I have a confession. I don't normally do this sort of thing, at least not any more. In the adolescence of my career, it was a habit I found it quite hard to break, until my doctor told me that if I went on like this, I'd wreck my health. All I can really say, like Norman Bates in Psycho, is that we all need to go a little mad sometimes.

In short, I've … just been on a press trip.

The trip was to Champagne, specifically to the Chouilly-based cooperative house of Nicolas Feuillatte, and the theme - not for the first time, I should say - was matching champagnes with food. This is a question that has been exercising minds mightily in the region since at least the mid-nineties, when I did my first champagne-and-food press trip.   champagne

All you are expected to do is drink champagne and eat, which might sound like a doozy, except that for a bear of very little digestion like me, it represents something of a tribulation.

What seems to make the Champenois so anxious is that every other viticultural patch of France enjoys what one might call a gastronomic symbiosis - that is, its food and wine coexist in perfect harmony. So you have Pauillac claret with Pauillac lamb, Corbières with cassoulet, Meursault for the garlic snails and Gevrey-Chambertin for the coq au vin, but with champagne being such an artificially constructed wine, a sort of mid-Manche crossover product invented half by the British with their insatiable taste for spoiled wine and half by the merry monks of Hautvillers, that intertwined tradition with food has never really obtained.

pigeon
   This has created something of a publicity opportunity for the industry, the more so since hardened hacks (the British ones at least - there was also a babble of Italians and a pair of splendidly stylish New Yorkers out on the jolly with us) largely remain to be convinced of the merits of drinking a delicate little rosé with roast pigeon, when you could just open a bottle of Burgundy. Or even Bouzy rouge. That way, the trip can be repeatedly run in an ever-renewed effort to convince us.

I suppose it may be helpful to tell you my findings.

One of the very best wines that Feuillatte's chef de cave, Jean-Pierre Vincent, has made in recent years is his vintage Blanc de Blancs 1996. It is a wine already showing that lightly developed note of toasted brioche that mature Chardonnay champagnes acquire. I won't say, 'Kill for it', but - oh, all right then, I will.

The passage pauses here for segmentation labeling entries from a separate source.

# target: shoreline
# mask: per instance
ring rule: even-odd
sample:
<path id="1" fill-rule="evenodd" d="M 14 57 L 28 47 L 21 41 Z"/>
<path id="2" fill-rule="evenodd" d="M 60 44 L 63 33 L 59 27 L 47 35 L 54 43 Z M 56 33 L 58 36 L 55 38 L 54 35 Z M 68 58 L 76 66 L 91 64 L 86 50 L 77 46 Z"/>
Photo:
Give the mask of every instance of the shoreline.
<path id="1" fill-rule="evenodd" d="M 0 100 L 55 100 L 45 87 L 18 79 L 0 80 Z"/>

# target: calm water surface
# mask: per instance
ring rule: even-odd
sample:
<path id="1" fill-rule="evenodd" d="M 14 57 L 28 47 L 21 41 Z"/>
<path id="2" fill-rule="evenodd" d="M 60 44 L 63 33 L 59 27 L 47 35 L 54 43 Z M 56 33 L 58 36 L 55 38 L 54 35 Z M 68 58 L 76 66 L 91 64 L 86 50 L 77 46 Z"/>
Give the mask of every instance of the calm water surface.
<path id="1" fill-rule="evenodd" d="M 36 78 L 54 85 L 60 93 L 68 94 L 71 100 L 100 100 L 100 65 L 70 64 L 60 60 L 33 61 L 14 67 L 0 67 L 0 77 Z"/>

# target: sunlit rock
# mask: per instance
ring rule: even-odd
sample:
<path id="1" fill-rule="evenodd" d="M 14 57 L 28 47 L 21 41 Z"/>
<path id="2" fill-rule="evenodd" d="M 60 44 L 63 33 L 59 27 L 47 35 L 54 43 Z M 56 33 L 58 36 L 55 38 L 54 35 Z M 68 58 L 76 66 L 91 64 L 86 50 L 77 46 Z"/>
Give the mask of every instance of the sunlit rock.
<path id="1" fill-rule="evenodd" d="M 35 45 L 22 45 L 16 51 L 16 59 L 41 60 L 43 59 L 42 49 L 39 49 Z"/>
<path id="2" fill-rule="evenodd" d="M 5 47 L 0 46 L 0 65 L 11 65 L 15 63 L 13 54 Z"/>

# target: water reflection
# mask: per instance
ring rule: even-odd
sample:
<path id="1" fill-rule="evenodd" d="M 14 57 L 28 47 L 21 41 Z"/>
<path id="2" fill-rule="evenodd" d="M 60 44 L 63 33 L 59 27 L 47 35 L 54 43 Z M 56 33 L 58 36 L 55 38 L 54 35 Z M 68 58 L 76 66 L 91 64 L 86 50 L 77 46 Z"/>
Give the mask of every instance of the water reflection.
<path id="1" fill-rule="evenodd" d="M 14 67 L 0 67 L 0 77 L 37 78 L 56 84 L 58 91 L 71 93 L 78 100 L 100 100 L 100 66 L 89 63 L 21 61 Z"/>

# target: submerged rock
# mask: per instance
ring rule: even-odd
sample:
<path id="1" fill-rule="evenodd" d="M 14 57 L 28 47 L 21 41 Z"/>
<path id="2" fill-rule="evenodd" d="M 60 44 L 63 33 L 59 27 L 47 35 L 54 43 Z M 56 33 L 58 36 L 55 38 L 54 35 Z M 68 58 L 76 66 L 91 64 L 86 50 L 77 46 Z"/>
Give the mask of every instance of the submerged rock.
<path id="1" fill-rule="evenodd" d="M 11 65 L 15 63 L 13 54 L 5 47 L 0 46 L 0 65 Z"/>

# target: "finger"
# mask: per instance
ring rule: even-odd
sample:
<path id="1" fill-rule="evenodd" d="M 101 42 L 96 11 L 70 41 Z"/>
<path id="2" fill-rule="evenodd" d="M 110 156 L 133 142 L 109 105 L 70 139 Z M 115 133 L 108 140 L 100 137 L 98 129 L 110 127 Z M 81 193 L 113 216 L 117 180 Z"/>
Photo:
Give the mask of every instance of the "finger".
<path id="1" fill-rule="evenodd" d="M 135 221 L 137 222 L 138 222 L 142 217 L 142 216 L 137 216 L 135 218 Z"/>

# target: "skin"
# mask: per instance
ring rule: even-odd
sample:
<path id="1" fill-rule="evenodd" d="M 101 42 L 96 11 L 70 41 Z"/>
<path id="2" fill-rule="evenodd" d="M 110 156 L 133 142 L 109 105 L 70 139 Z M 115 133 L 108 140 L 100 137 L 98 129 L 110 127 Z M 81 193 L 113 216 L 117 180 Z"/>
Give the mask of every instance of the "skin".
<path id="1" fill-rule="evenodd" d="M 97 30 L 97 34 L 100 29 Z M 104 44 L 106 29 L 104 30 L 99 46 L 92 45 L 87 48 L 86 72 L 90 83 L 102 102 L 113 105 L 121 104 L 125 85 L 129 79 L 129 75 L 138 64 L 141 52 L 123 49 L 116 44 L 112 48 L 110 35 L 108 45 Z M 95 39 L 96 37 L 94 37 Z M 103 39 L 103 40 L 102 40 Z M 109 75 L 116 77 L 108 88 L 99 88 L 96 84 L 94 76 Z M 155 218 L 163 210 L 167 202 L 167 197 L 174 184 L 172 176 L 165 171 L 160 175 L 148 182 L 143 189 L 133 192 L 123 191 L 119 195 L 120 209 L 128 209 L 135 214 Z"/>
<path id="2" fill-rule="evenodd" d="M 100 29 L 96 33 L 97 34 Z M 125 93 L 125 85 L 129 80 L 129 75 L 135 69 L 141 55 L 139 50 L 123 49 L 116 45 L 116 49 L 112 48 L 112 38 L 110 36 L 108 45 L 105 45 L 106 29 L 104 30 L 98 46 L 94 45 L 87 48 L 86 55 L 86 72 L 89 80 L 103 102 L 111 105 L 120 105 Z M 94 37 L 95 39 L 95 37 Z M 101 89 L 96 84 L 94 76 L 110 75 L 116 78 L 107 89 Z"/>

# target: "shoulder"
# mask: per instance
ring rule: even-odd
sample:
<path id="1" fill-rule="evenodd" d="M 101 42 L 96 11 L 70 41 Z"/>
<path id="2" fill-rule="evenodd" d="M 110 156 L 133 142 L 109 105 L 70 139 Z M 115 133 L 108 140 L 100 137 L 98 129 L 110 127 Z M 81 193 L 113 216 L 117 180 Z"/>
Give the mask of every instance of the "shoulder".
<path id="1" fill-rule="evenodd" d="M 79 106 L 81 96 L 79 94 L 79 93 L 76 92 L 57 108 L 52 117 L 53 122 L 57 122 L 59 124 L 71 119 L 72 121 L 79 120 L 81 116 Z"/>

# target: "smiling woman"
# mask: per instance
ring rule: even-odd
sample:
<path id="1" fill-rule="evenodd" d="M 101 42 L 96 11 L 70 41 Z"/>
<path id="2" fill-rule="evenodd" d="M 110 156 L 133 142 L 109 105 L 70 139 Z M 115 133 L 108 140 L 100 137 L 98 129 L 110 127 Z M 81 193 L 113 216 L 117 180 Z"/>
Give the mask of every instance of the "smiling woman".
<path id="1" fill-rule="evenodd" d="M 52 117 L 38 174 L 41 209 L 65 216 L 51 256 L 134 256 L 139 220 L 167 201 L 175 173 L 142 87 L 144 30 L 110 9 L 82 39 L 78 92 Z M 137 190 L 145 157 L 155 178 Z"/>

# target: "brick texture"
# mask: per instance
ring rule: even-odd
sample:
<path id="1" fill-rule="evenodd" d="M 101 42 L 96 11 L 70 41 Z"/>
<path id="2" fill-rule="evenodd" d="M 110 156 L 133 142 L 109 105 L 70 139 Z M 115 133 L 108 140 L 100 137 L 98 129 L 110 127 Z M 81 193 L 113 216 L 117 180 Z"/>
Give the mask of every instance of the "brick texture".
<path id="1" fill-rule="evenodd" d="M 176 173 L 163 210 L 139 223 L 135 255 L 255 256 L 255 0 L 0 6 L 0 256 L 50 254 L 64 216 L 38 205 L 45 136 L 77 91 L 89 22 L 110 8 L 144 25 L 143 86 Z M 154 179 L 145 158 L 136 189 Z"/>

It went beautifully with a lobster 'caprice' we ate on a boat trip down the Seine, where, despite the delighted screams of an Italian PR officer on her first ever night in Parigi, I managed to note down that it took lobster, smoked cod's roe and rocket effortlessly in its stride. Having negotiated that, it then made short work of a fillet of sea bass on truffled polenta with Champagne cream sauce. Then, at a lunch just outside Epernay the following day, it rubbed along happily with an oyster, another fillet of sea bass, and even a lobe of seared duck foie gras.

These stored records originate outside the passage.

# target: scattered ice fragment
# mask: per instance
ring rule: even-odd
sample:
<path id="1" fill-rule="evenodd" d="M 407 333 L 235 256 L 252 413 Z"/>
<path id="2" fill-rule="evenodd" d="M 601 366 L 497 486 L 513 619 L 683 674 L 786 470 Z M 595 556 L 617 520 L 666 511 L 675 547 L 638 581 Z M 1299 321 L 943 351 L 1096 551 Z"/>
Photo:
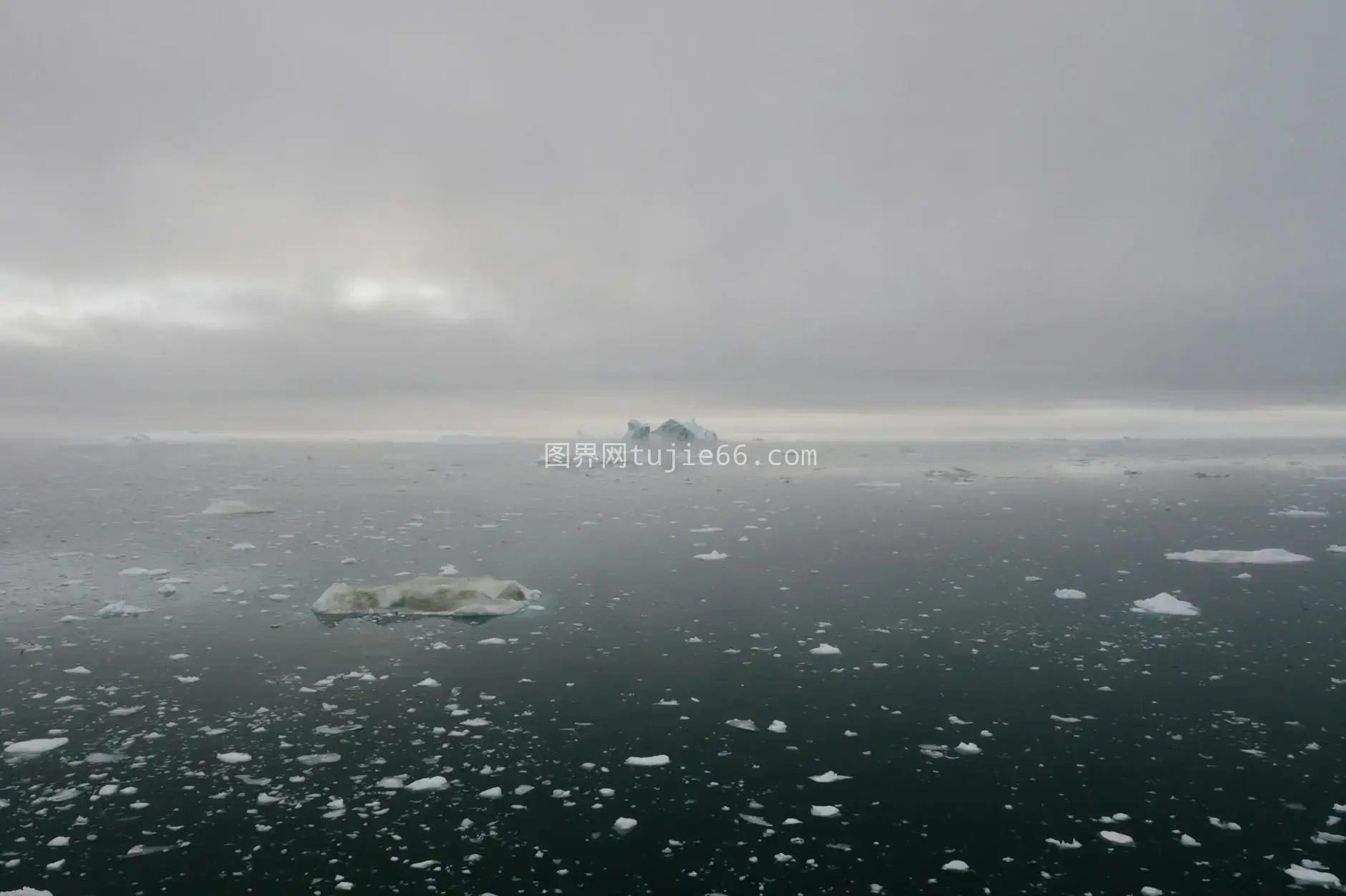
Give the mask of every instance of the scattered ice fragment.
<path id="1" fill-rule="evenodd" d="M 94 616 L 139 616 L 148 612 L 144 607 L 128 604 L 125 600 L 116 600 L 96 612 Z"/>
<path id="2" fill-rule="evenodd" d="M 505 616 L 541 592 L 513 580 L 417 576 L 393 585 L 351 588 L 336 583 L 314 601 L 315 613 L 405 613 L 431 616 Z"/>
<path id="3" fill-rule="evenodd" d="M 1147 597 L 1145 600 L 1135 600 L 1131 608 L 1133 613 L 1149 613 L 1154 616 L 1199 616 L 1201 611 L 1186 600 L 1179 600 L 1174 597 L 1167 591 L 1155 595 L 1154 597 Z"/>
<path id="4" fill-rule="evenodd" d="M 253 507 L 245 500 L 213 500 L 201 511 L 202 517 L 236 517 L 240 514 L 269 514 L 271 507 Z"/>
<path id="5" fill-rule="evenodd" d="M 406 790 L 423 791 L 423 790 L 444 790 L 448 787 L 448 779 L 443 775 L 435 775 L 433 778 L 419 778 L 412 783 L 406 784 Z"/>
<path id="6" fill-rule="evenodd" d="M 4 748 L 11 756 L 36 756 L 52 749 L 59 749 L 70 743 L 69 737 L 38 737 L 35 740 L 20 740 Z"/>
<path id="7" fill-rule="evenodd" d="M 1337 874 L 1304 868 L 1303 865 L 1291 865 L 1285 869 L 1285 873 L 1294 877 L 1296 884 L 1318 884 L 1322 887 L 1341 887 L 1342 884 Z"/>
<path id="8" fill-rule="evenodd" d="M 1164 554 L 1168 560 L 1186 560 L 1194 564 L 1303 564 L 1312 560 L 1304 554 L 1294 554 L 1284 548 L 1261 548 L 1259 550 L 1184 550 Z"/>
<path id="9" fill-rule="evenodd" d="M 664 755 L 664 753 L 660 753 L 658 756 L 627 756 L 626 761 L 623 764 L 626 764 L 626 766 L 646 766 L 646 767 L 649 767 L 649 766 L 668 766 L 669 764 L 669 757 L 666 755 Z"/>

Indeed, I was just beginning to think that you didn't need to buy any other wine again ever, when that spit-roast pigeon arrived, on a mound of delicately spiced couscous, with its offals skewered on a teensy brochette.

And here, one reflected ruefully that a soft Rhône red would have been les genoux de l'abeille with it, whereas the proposed Cuvée Spéciale 1995 (60% black grapes) just hopelessly lacked the weight. When we then got to the prestige cuvée, Palmes d'Or Rosé 1996, with a chocolate-crusted crème brûlée, somebody had certainly taken leave of their senses - besides me, I mean.

   brulee
photo © Cephas

In short, if you really must drink Champagne as a table wine, because serving it as one of the very best aperitifs in the world suddenly seems like a no-brainer, I can counsel it with lightly dressed salads, creamy-sauced starters, fish dishes, some sharply flavoured cheeses such as chèvre and Maroilles, with perhaps a tot of demi-sec with an eggy dessert. But please, PR people, not with red meat. And only a brute serves Brut with anything sweet.

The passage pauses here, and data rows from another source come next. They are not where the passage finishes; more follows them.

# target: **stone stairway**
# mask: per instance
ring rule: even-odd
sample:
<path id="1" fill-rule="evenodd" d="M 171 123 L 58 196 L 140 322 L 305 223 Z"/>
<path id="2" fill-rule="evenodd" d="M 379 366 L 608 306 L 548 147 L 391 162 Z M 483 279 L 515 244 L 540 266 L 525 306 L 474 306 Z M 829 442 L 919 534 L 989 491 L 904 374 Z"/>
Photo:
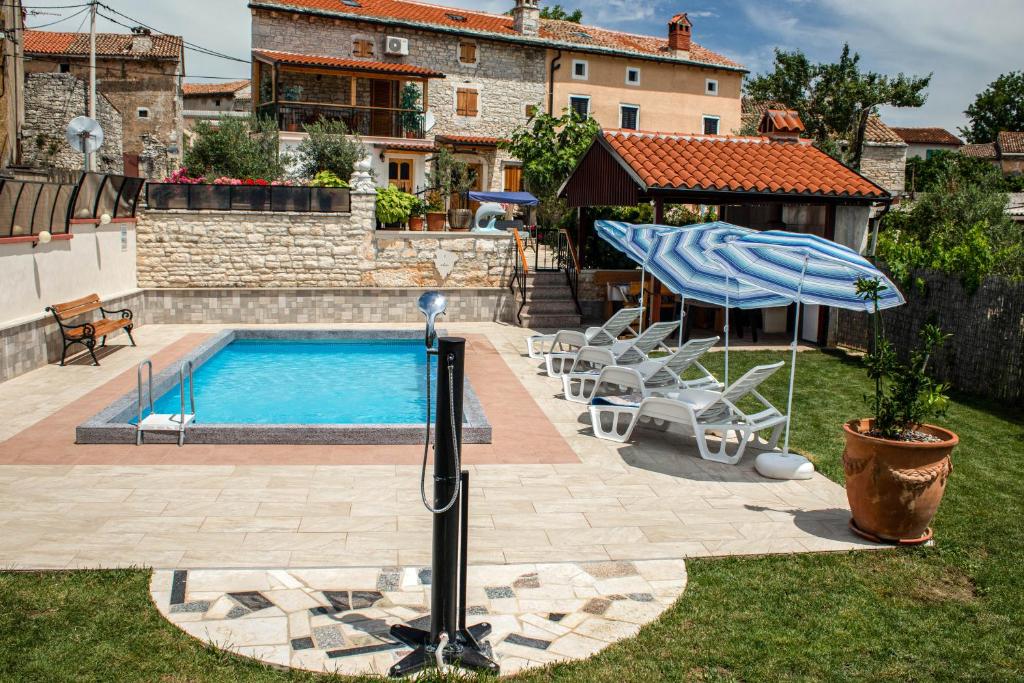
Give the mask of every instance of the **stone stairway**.
<path id="1" fill-rule="evenodd" d="M 582 325 L 565 273 L 532 272 L 526 276 L 526 305 L 521 327 L 572 330 Z"/>

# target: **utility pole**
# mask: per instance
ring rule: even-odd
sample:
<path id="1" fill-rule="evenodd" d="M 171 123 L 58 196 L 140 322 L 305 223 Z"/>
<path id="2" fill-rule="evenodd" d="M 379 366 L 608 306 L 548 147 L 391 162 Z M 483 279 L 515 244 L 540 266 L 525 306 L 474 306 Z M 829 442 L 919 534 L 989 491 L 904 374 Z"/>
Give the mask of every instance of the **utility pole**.
<path id="1" fill-rule="evenodd" d="M 99 0 L 89 3 L 89 118 L 96 120 L 96 5 Z M 95 155 L 86 153 L 85 170 L 95 170 Z"/>

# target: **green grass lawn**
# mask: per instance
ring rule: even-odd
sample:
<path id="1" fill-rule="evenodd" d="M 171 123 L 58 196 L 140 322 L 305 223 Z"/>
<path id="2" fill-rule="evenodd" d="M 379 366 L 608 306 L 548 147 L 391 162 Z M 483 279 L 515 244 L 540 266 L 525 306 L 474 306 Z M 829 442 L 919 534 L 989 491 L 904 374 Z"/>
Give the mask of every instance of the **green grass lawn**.
<path id="1" fill-rule="evenodd" d="M 731 373 L 780 353 L 734 352 Z M 721 356 L 711 369 L 721 372 Z M 784 405 L 786 377 L 766 394 Z M 843 480 L 840 424 L 864 417 L 859 360 L 801 353 L 794 444 Z M 640 635 L 520 681 L 1024 679 L 1024 423 L 957 398 L 934 548 L 688 562 Z M 324 681 L 202 646 L 150 604 L 148 571 L 0 573 L 3 681 Z"/>

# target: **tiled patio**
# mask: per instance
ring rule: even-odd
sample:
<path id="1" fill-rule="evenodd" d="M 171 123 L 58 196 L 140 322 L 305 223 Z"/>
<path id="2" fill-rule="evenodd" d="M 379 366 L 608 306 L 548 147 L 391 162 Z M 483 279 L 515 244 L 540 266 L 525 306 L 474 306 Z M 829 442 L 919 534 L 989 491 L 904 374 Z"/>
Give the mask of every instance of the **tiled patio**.
<path id="1" fill-rule="evenodd" d="M 490 587 L 493 572 L 519 572 L 510 580 L 514 583 L 553 565 L 590 575 L 588 563 L 627 562 L 644 575 L 643 563 L 650 560 L 872 547 L 847 529 L 845 493 L 823 476 L 770 481 L 753 471 L 752 457 L 737 467 L 701 461 L 687 437 L 672 432 L 628 444 L 600 441 L 590 433 L 584 407 L 561 399 L 559 383 L 541 375 L 538 362 L 524 356 L 527 331 L 494 324 L 444 327 L 470 339 L 467 374 L 495 425 L 494 443 L 465 449 L 471 473 L 471 586 Z M 111 353 L 101 368 L 51 366 L 0 384 L 0 411 L 7 416 L 0 425 L 0 438 L 7 439 L 0 442 L 0 566 L 148 565 L 188 569 L 191 577 L 233 567 L 287 570 L 302 583 L 297 590 L 319 601 L 324 591 L 376 589 L 369 580 L 307 581 L 302 577 L 313 574 L 301 574 L 302 569 L 350 567 L 375 575 L 393 570 L 407 578 L 419 575 L 417 567 L 429 566 L 430 515 L 419 500 L 419 446 L 74 444 L 74 425 L 82 416 L 134 387 L 139 360 L 154 357 L 159 371 L 219 329 L 223 326 L 145 326 L 136 336 L 138 348 Z M 393 567 L 399 569 L 389 569 Z M 154 589 L 165 611 L 170 610 L 169 597 L 159 586 L 168 575 L 170 571 L 158 572 Z M 227 612 L 210 610 L 225 593 L 250 590 L 246 581 L 221 581 L 210 590 L 190 583 L 187 600 L 210 604 L 199 611 L 168 613 L 190 633 L 210 620 L 218 622 L 216 629 L 229 630 L 231 625 L 224 626 L 232 621 Z M 402 586 L 399 592 L 404 593 Z M 563 596 L 554 586 L 541 588 L 537 600 L 552 604 L 599 597 L 577 596 L 574 589 L 572 596 Z M 271 582 L 261 590 L 290 589 Z M 403 602 L 411 599 L 406 595 L 383 595 L 386 600 L 370 607 L 387 611 L 392 621 L 411 617 L 409 611 L 388 610 L 422 610 L 425 589 L 417 585 L 412 590 L 421 601 L 418 606 Z M 678 591 L 655 591 L 657 610 Z M 613 592 L 628 593 L 646 591 Z M 475 600 L 488 614 L 507 617 L 501 623 L 509 628 L 492 642 L 500 655 L 521 660 L 516 666 L 547 661 L 551 653 L 523 650 L 515 638 L 509 642 L 505 636 L 539 638 L 538 629 L 557 635 L 560 628 L 538 620 L 586 612 L 585 602 L 555 609 L 538 601 L 482 604 L 478 594 Z M 287 604 L 270 601 L 273 609 L 289 612 Z M 307 601 L 299 600 L 302 605 Z M 263 618 L 236 615 L 239 624 Z M 488 618 L 496 622 L 497 616 Z M 625 636 L 630 631 L 606 629 L 602 633 Z M 312 636 L 314 647 L 305 648 L 311 651 L 288 649 L 286 656 L 281 648 L 290 646 L 292 632 L 286 629 L 286 635 L 273 643 L 251 644 L 273 648 L 266 657 L 271 661 L 318 663 L 314 669 L 342 658 L 345 666 L 356 661 L 352 666 L 366 670 L 395 655 L 388 650 L 359 654 L 366 657 L 359 659 L 331 657 L 329 651 L 337 647 L 321 645 Z M 358 638 L 345 638 L 352 647 L 360 646 Z M 606 642 L 596 640 L 598 649 Z"/>

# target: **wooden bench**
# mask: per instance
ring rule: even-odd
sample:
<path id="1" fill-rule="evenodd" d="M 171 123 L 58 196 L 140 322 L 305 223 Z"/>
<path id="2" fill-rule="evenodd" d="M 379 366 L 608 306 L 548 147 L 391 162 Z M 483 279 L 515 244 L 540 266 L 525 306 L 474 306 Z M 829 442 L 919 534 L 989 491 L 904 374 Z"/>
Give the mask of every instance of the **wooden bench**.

Just in case you imagine press trips are a breeze, I made it back to Paris after that five-course lunch feeling something like the Michelin man. A soak in the bath with a beer did nothing to revive my appetite, but driven from the hotel room by nine, I ended up in a dingy brasserie on the Boulevard St-Michel, embarked on a raggy old bavette smothered with hacked-up onion ('aux échalotes', my arse) and enough of a mound of McDonald's-type fries as would have satisfied an eager threesome.

It is somehow deeply reassuring to recall, especially at the end of a day that has included a Michelin-starred grande bouffe, that it is still possible - if you try - to eat really, really badly in France.